The reason why it’s news worthy? It turns out that the turbines will be visible from all over the city, and while some people in some areas will see only a few, many people will be in sight of all 50 turbines.
Of course, there is a “Preserve Pauatahauni” campaign. Here’s what they have to say:
Local opponents of the $50 million wind farm have been labelled Nimbys (not in my back yard) by some, but Preserve Pauatahanui spokeswoman Diane Strugnell said the leaked information shows that all Wellingtonians should be concerned.
“There is a slow growing awareness that this wind farm is going to be something big,” she said.
“People are realising that if it goes ahead then they will never see the hills the way they are supposed to be seen.”
I never realised that there was a way that hills ought to be seen. There’s two problems with this claim, one just a matter of logical fact, and the other a matter of moral reasoning. This error of logic – Strugnell moves from an idea of what is – the way the hills are seen now – to an idea of what ought to be – the way the hills ought to be seen. It’s the is-ought problem, famously identified by the greatest British philosopher ever, David Hume.
In addition to being poor at logic, I think that Strugnell is also embracing the naturalistic fallacy. If it’s natural, it must be good. You should be able to think of at least five counter examples to that before lunchtime. It’s a classic error in moral reasoning, and people use it all the time.
But errors of logic and philosophical thinking I can forgive – they are common, and not commonly understood, and often enough are sufficiently obscure that they will only be identified by people who have studied a little philosophy or logic or argumentation.

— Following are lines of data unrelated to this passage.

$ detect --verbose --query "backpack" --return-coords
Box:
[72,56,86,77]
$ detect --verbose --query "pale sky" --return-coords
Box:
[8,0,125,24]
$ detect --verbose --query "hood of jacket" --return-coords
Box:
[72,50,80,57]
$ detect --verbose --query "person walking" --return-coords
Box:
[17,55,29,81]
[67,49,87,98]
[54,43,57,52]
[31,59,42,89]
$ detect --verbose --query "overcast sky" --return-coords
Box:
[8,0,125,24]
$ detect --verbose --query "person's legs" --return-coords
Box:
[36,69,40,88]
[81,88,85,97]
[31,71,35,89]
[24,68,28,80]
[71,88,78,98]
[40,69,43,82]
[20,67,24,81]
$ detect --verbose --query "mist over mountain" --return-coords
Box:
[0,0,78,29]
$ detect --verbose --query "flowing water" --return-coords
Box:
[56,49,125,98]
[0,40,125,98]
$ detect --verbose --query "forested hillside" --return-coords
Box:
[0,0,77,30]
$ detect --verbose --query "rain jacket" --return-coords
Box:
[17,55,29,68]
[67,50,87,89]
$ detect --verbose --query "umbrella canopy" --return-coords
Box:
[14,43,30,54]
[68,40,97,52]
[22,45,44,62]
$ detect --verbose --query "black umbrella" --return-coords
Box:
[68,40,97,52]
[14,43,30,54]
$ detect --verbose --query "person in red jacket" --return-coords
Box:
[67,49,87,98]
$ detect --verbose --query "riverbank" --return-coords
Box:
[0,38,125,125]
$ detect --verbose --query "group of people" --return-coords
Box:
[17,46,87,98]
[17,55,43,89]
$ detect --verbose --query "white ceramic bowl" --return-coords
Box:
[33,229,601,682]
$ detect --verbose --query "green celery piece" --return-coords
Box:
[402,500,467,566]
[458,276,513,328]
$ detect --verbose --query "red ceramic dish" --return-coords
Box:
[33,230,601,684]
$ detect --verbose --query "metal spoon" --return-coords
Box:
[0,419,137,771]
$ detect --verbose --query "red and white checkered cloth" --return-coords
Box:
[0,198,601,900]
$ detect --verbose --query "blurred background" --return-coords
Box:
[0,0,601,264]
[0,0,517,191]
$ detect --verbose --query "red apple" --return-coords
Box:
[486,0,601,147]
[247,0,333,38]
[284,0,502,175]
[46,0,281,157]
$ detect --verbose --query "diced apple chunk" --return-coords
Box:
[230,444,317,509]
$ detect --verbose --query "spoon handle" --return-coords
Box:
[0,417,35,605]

What I find absurd about the claims by the Preserve Pauatahanui group, and claims by similar groups, is that a view, any old view, is somehow worth more than an environmentally sustainable way of generating power. We aren’t talking about an iconic Grahame Sydney landscape here. Sure, the hills around Wellington are nice hills, as hills go, but even then, the Pauatahanui hills aren’t a patch on the Orongorongo ranges, or the Rimutaka hill. So, nice view, but what’s the priority here? A view, or the planet? Or do the Preserve Pauatahanui people think that the hills ought to be sere and brown, burned to a crisp and dessicated by endless dry winds?
I think there has to be a compelling argument before a view would take priority over a wind farm. Not just this wind farm, but any proposed wind farm in this windy and energy-poor country. So far, the Preserve Pauatahanui nimbys haven’t given us one.